Jonas güldü. Sesi iyice tiz olduğu için Barkie homurdandı. Pettie ise karyolaya dönüştürdüğü tezgâhın üzerinde endişeyle kımıldandı.

"Demek Roy'la ben bu önemli yemeğe davetli değiliz?"

"Ah, sizi de davet edecekler. Evet, sizi büyük bir içtenlikle çağıracaklar!" Jonas yeni sardığı sigarayı Reynolds'a uzattıktan sonra kendisi için bir yenisini sarmaya başladı. "Ama ben ikinizin adına özür dileyeceğim. Sizi utandırmayacak şeyler söyleyeceğim, bana güvenebilirsiniz. Öyle sözler söyleyeceğim ki, güçlü erkekler bile ağlayacaklar belki de."

"Günümüzü o pis kokulu yerde tozların arasında dev taşıtları örterek geçirdiğimiz için. Çok iyisin, Jonas."
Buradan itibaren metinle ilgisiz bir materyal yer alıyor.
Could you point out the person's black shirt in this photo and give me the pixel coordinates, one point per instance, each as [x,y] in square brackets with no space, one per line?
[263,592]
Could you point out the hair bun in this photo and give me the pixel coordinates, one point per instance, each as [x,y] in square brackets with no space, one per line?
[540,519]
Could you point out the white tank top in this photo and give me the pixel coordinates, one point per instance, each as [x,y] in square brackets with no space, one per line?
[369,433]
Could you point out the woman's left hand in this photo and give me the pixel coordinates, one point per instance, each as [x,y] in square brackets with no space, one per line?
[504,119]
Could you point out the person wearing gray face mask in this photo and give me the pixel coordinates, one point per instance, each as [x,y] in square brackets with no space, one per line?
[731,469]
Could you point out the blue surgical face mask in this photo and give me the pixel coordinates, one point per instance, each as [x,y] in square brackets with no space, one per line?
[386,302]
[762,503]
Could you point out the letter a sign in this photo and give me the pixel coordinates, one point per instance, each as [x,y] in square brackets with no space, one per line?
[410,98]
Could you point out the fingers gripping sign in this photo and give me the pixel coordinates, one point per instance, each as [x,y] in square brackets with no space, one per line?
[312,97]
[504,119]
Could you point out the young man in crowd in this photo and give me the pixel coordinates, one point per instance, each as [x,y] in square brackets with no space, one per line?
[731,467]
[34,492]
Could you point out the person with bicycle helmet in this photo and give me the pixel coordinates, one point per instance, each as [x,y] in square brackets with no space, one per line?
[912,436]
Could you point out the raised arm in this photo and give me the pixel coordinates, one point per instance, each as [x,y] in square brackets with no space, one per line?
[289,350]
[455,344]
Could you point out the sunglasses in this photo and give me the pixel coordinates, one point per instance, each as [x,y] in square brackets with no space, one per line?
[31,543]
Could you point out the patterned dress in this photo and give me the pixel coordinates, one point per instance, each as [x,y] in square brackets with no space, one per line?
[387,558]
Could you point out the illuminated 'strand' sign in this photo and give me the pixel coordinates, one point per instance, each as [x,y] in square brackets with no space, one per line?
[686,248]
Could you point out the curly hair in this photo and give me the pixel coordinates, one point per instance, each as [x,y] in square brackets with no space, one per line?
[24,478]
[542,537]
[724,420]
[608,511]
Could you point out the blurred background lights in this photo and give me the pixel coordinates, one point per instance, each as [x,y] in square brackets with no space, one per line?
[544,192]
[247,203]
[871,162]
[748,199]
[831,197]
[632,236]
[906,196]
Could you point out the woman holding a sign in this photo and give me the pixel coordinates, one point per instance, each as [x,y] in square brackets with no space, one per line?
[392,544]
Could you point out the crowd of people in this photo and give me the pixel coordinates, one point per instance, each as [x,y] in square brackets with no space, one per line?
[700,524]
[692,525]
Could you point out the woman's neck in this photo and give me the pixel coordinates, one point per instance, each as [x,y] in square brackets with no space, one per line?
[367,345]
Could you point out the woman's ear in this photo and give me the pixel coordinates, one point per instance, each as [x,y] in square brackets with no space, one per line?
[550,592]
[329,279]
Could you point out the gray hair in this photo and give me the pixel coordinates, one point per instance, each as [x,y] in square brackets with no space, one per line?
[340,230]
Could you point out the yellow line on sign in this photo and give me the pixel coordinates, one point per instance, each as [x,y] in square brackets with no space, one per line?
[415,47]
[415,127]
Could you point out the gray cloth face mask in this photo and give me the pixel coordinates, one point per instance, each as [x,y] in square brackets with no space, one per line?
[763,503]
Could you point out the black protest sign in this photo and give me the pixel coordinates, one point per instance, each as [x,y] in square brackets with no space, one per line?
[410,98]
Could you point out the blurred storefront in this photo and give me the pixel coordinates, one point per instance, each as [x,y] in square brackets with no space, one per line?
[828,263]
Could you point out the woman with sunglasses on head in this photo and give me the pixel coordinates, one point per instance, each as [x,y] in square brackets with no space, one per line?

Jonas dalgın dalgın mırıldandı. "Orada sorular da soracağım... Salonda oradan oraya gideceğim... Pek şık olacak ve mum ağacı kokacağım... arada bir o önemsiz sorularımı soruvereceğim. Bizim işimizde olanlar dedikoduları öğrenmek için şişman ve neşeli adamlarla konuşurlar... Bir meyhaneciyle. Bir barmenle. Belki de bir ahır sahibiyle. Ya da ellerinin başparmaklarını yeleklerinin ceplerine sokarak hapishanenin ya da mahkeme binasının önünde aylak aylak dolaşanlarla. Bana gelince, Clay. Bence bu iş için en uygun olanları kadınlar. Ne kadar darkafalı olurlarsa o kadar iyi. Burnu göğüslerinden daha uzun olan yaratıklar. Dudaklarını boyatmayan ve saçlarını sıkıca geriye çekip topuz yapan bir kadın bulacağım."

"Galiba düşündüğün biri var."

"Evet. Adı Cordelia.Delgado."

"Delgado mu?"

"Bu adı biliyorsun. Galiba bu kentte herkesin ağzında bu isim var. Susan Delgado pek yakında saygıdeğer Belediye Başkanımızla buluşacak. Ve şimdi sana insan karakteri konusunda keşfettiğim bir şeyi açıklayacağım. İnsanlar o kadın gibi ağzı sıkı olanlara daha fazla açılırlar. İçki ikram eden neşeli tiplerle fazla konuşmazlar. Ve o kadının ağzı çok sıkı. O yemekte Cordelia Delgado'nun yanına oturacağım. Parfümünü beğendiğimi söyleyeceğim. Kadının hiç koku sürmeyeceğinden kesinlikle eminim. Cordelia Delgado'nun şarap kadehinin hiç boş kalmamasına da dikkat edeceğim. E, bu planımı nasıl buldun?"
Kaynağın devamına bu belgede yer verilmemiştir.